C'est dans la pénombre et l'outrenoir du registre que débute le concert avec Nout (1983), extrait d'Anubis-Nout de Gérard Grisey, et la clarinette contrebasse de Martin Adámek : musique hiératique et insaisissable qui déploie ses colonnes de son, des graves métalliques à la chaleur du médium et le saisissement des sons multiphoniques qui vrillent l'espace de résonance. Dans un subtil fondu enchaîné, Papillon VI, musique frémissante, vibratile et dardant ses reflets argentés, passe sous l'archet délicat de Renaud Déjardin. Le violoncelliste est face à la clarinette basse dans Oi Kuu (« Pour la lune ») de Kaija Saariaho toujours, une pièce brève (1990) où les deux instruments évoluent dans un même spectre harmonique et un même registre ; seul le mode de production des deux sonorités créé la différence. La compositrice emprunte des fragments de texte aux Oiseaux de Saint-John Perse dans Laconisme de l'aile (1982), sa deuxième pièce pour flûte solo. Sophie Cherrier arrive des coulisses en parlant avant de mêler à son jeu le souffle puis les mots du poète. Avec une légère réverbération et dans un espace démultiplié par l'électronique se dessinent les souples trajectoires au profil microtonal ployant vers le grave ; les légers flatterzunge, sons fusées ou éoliens sont autant de subtilités acoustiques qui en nuancent le tracé.
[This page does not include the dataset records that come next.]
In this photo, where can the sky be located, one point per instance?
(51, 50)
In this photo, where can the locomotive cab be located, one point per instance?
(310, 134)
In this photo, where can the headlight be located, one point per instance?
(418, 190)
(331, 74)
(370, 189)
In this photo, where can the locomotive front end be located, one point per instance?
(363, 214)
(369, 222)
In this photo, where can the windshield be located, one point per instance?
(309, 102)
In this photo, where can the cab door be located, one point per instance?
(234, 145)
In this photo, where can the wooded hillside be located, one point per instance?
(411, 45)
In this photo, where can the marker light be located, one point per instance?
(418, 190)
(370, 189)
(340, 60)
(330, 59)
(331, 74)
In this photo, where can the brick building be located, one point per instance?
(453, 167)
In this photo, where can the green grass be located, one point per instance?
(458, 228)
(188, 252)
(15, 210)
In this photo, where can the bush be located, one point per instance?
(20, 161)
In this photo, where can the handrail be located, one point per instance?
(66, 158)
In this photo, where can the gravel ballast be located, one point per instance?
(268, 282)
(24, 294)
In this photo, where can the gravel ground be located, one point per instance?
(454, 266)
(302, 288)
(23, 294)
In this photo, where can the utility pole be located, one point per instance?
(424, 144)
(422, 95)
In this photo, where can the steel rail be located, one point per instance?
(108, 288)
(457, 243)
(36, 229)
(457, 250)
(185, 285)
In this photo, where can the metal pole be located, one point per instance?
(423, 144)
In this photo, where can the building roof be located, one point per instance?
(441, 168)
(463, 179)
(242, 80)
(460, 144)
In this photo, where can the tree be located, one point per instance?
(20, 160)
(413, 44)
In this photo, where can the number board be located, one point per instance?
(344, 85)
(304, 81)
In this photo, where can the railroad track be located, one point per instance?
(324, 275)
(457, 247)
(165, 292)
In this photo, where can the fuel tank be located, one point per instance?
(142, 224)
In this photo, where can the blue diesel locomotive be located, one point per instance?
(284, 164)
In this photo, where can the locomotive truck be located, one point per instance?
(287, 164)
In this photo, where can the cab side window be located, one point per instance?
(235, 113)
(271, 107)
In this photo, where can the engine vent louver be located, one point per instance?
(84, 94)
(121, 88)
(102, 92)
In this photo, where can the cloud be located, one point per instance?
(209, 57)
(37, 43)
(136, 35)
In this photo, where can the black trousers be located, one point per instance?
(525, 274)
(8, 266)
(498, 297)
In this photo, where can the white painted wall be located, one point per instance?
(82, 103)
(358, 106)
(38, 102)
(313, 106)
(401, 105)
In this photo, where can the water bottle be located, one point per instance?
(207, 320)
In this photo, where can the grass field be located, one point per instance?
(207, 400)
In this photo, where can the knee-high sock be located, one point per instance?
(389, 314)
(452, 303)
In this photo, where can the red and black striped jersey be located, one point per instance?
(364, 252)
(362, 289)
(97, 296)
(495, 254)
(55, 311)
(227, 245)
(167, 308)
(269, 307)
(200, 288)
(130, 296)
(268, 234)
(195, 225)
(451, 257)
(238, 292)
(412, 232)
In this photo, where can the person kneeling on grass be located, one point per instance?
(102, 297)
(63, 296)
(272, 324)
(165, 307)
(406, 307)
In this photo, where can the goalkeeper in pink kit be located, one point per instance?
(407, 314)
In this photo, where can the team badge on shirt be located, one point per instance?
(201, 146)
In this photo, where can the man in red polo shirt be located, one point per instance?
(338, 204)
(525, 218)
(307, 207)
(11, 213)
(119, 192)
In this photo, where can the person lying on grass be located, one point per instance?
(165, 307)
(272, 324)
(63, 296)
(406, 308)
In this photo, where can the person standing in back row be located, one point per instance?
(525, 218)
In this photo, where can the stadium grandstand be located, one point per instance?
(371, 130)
Meeting d'Esa-Pekka Salonen est la rencontre du clavecin (Sébastien Vichard) et de la clarinette jouant au début en parfaite synchronie. Lorsqu'ils reprennent leur autonomie, les deux instruments deviennent des personnages volubiles. Les traits sont virtuoses et la rythmique presque jazz qui donne du ressort à cette joute sonore défendue bec et ongles par les deux interprètes. Le duo est soigné et la musique presque sentimentale dans Une lettre de Vincent pour flûte et violoncelle (2018) de Tristan Murail qui se remémore un souvenir d'enfance : intégrée à son cycle Portulan, la saynète est charmante, jouée avec beaucoup de sensibilité et de finesse par Sophie Cherrier et Renaud Déjardin.
Après Papillon V, tout en oscillations fragiles, on fait un pas en arrière avec le Trio pour clarinette, violoncelle et piano (2008) d'un Magnus Lindberg « troisième période » lorgnant vers les modèles du passé et les « bienfaits » de la consonance : un retour à Debussy d'abord puis à Brahms (Trio oblige) avant un final mâtiné de jazz : en bref, un grand bavardage un rien indigeste qui détonne dans le contexte, d'autant que la pièce en trois mouvements est longue !
Autre trio, Cendres (1998) pour flûte alto, piano et violoncelle de Kaija Saariaho tire son titre et son matériau du double concerto pour flûte alto, violoncelle et orchestre, Du cristal… à la fumée. Hyperactifs, les trois instruments fusionnent ou se désolidarisent dans un espace très mouvant où les textures légères se forment et se transforment à mesure. La matière est bruitée, entre bariolages et oscillations, dans Papillon IV sous l'archet de Renaud Déjardin qui en cisèle les moindres reliefs. Dolce tormento (2004) est un bijou pour piccolo amplifié où, là encore, Saariaho combine la voix et le souffle de la flûtiste, en empruntant les mots de Pétrarque dans une partition qui laisse un espace à l'interprétation : Sophie Cherrier s'y engage avec un plaisir communicatif, dont la performance éblouissante consacre cette belle soirée in memoriam Kaija Saariaho.